If everyone applies their normal margins the 15% just passes straight through to the end customer.
This doesn’t make sense. Below is reality assuming constant freight and tax + 30% distributor and 30% retailer margin if 100% of tariff at 15% is passed on. (This is simplistic as tax is usually calculated off FOB + Tariff in many States so wouldn’t be a constant)
12/750ML
FOB: $100
FREIGHT & TAX: $5.00
~$17.99 MSRP
FOB: $100 + $15 tariff
FREIGHT & TAX: $5.00
~$20.99 NEW MSRP or 17% price increase
gosh, i cant possibly believe shops in america are taking advantage of the situation to pad their profit margins.
I think Sommpicks functions as an importer.
This is the correct answer
It’s 17% instead of 15% because of the rounding up to $20.99. At 15% it would be $20.69. Some retailers may choose to sell for $19.99
Of course, but it would certainly be nice to separate that out and not gouge . . .
There are definite reasons not to separate it out these days.
Just saying.
Maybe Total Wine or Publix and only on a TPR, but most shops round up not down.
15% until they get to wine/spirits for exclusions is super annoying. No word about in transit, and now we get to deal with containers landing only weeks apart having tariffs, then no tariffs.
Per last night’s Wine Trade Alliance e-mail:
Products loaded onto a vessel within the next seven days and arriving in the U.S. before 12:01 a.m. EDT on October 5, 2025 will not be subject to the newly increased duties.
These shipments will instead remain subject to the previously imposed rates under Executive Order 14257 (as amended).

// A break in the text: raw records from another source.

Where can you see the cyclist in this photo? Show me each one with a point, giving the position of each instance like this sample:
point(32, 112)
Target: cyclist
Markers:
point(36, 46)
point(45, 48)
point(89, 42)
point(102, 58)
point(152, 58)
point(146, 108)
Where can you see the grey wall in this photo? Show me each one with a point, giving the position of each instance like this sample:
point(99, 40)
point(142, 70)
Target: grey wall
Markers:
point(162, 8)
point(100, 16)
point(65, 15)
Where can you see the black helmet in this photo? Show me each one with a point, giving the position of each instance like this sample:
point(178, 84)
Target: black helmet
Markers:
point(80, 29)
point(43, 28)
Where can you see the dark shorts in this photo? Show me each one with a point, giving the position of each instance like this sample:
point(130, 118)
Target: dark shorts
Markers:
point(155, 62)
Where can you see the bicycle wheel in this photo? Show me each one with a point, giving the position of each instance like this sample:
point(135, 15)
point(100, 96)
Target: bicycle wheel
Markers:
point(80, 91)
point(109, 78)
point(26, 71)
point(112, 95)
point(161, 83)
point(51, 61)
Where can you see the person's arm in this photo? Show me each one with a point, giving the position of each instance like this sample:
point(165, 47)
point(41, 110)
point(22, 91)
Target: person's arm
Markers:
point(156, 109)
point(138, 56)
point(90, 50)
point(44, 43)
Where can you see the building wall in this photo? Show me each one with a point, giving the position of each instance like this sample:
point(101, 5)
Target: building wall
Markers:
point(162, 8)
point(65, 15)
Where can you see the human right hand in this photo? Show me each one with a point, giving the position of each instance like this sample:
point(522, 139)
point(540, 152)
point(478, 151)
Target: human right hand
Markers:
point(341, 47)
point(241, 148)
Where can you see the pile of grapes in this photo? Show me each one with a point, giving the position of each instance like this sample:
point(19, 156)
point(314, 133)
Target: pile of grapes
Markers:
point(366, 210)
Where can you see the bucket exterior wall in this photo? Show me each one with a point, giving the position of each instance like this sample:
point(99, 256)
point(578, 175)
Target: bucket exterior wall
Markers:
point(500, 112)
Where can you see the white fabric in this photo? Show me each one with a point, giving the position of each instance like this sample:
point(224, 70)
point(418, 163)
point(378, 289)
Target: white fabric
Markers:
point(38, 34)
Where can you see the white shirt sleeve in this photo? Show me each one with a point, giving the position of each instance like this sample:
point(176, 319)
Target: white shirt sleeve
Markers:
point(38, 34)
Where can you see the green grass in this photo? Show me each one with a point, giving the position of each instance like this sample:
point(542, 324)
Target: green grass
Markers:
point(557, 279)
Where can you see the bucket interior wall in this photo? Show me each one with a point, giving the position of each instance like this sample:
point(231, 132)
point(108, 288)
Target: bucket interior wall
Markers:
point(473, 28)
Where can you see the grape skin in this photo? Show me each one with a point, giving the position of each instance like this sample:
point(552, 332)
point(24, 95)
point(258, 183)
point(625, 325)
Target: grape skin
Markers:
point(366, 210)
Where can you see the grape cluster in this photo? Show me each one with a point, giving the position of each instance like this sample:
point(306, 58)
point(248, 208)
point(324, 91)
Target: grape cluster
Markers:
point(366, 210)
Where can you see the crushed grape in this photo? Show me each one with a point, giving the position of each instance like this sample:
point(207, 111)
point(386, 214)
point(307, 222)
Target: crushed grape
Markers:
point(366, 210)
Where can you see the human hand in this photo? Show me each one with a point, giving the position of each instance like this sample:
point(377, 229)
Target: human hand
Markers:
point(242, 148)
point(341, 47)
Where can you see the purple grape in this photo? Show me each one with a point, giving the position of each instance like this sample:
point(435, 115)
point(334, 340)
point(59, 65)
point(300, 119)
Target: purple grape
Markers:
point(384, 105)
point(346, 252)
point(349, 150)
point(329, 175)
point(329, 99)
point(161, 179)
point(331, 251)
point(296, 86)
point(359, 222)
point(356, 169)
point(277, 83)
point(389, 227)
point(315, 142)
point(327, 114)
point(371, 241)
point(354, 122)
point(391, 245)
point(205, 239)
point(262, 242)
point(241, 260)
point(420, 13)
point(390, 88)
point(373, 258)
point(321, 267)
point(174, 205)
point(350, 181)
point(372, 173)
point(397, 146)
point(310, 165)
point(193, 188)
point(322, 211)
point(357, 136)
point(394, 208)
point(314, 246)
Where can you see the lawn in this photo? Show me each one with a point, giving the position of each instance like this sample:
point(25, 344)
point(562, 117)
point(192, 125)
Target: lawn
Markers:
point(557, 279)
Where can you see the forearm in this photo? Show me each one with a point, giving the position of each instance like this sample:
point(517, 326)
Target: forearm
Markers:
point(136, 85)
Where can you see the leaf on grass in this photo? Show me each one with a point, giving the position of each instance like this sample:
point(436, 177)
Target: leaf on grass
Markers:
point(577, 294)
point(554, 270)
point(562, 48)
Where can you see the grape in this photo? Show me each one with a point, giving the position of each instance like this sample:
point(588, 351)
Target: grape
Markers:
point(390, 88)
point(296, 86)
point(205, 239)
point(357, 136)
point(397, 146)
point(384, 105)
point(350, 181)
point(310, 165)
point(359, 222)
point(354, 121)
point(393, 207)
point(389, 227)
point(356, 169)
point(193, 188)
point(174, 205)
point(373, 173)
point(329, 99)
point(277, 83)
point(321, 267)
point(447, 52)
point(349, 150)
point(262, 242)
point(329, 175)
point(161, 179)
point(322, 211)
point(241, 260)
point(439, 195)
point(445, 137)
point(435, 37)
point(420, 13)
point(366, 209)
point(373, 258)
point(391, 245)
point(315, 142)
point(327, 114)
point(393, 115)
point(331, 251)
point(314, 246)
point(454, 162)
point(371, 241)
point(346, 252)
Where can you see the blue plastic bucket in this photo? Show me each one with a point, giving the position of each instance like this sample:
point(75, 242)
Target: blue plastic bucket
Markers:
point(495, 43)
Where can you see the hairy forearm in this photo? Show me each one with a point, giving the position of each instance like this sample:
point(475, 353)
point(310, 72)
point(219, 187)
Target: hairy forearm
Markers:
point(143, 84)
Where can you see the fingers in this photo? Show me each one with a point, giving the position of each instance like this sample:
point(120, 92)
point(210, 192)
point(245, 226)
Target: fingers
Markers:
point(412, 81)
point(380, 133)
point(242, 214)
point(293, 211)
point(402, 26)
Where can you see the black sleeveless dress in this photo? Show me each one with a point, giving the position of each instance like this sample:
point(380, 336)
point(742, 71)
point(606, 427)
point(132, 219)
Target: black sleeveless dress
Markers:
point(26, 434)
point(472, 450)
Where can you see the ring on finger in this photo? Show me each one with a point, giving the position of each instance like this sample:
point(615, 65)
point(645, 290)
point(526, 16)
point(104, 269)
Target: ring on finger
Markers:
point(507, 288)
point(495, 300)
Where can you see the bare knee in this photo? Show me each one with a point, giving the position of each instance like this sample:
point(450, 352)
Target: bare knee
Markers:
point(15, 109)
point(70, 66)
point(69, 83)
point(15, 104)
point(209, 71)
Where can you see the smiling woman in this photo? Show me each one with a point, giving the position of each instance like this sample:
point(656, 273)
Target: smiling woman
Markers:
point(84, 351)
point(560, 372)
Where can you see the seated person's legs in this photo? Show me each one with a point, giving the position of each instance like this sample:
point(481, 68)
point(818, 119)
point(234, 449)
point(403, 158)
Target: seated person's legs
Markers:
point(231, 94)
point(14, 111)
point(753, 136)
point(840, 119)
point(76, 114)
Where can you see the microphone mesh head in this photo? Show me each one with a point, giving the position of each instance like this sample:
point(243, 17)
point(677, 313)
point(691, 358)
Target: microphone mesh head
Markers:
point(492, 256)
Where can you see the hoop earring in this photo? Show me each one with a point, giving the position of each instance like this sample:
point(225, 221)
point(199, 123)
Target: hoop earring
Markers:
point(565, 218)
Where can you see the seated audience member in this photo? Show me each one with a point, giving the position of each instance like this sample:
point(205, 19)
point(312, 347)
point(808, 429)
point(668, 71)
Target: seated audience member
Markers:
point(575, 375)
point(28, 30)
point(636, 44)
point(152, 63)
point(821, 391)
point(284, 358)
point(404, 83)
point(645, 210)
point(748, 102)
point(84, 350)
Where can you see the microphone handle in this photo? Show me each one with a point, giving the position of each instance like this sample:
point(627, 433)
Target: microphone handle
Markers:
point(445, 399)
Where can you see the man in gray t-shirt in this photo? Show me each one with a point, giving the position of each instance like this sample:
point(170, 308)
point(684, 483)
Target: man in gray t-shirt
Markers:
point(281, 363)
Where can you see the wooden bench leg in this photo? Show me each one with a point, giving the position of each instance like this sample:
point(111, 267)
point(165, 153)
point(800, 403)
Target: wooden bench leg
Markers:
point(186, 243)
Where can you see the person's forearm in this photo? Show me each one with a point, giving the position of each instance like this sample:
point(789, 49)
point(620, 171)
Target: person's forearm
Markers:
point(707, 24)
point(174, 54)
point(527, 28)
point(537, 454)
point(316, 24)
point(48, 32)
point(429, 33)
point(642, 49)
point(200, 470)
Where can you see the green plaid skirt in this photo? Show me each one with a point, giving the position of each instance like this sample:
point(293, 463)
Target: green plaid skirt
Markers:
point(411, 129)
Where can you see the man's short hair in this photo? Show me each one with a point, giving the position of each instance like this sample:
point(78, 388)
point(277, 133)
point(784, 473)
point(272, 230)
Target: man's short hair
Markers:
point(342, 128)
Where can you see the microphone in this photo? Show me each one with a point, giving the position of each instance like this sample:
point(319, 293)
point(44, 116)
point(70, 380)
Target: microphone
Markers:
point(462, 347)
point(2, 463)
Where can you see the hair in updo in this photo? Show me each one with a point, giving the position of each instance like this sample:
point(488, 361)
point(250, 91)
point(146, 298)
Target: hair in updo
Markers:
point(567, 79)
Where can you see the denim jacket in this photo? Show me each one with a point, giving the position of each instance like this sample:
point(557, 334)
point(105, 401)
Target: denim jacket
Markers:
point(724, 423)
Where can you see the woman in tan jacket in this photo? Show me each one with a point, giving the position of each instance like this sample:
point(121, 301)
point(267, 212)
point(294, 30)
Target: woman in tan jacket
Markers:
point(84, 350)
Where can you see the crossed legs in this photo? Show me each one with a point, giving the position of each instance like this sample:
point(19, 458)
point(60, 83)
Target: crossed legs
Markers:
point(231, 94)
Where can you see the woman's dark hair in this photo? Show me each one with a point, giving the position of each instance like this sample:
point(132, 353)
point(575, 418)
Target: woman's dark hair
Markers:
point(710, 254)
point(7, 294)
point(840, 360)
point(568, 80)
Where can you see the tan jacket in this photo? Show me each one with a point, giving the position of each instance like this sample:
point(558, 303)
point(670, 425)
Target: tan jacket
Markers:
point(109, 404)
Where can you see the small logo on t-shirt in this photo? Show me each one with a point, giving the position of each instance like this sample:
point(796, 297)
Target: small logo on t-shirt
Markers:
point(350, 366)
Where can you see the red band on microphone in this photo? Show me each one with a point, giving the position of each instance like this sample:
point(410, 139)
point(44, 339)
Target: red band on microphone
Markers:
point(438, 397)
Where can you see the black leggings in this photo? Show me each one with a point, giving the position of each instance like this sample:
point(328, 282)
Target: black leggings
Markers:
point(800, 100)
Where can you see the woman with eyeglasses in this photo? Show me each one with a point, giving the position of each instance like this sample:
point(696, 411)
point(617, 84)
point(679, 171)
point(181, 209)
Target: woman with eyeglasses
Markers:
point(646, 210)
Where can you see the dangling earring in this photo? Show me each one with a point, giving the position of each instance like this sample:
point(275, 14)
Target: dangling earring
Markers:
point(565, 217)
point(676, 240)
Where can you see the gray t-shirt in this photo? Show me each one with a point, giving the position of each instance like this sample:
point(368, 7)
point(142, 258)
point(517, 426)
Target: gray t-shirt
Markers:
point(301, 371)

So are you exempt from the tariffs?
No, I’m not American
Dave’s comment was just if everyone keeps same margins. You’re hypothesizing they don’t. The reality is there are a variety of factors that determine how much of the tariff gets passed through to the consumer
- the seller (foreign) may lower prices somewhat because of reduced demand
- the various middlemen may add the same margin or more or less depending on various factors like keeping prices lower short term or wanting higher margin to account for risk
- Retailers using pricing strategies that aren’t exact pass-through, either taking a small reduction to keep sales up or using the opportunity to increase margins.
Other than the first factor I’m guessing prices will go up very much in line with the amount% of the relevant tariff
I am very aware of tariff impact and supply chain reaction to tariff impact across the tiers in the US, in particular for BevAlc.
My hypothesis for BevAlc is a single example, not indicative of BevAlc as a whole, based on 25 years ITB…and if you read up the reactions by category or price segment are most relevant and will be along with reaction producer, importer, and distributor in that order as one in chain will impact the next in line.
I saw that, thanks for posting, the issue moves to can I actually get a can moving in 7 days and even if I do it has to land AND get thru customs in US where the “lines” are going to be DMV style long.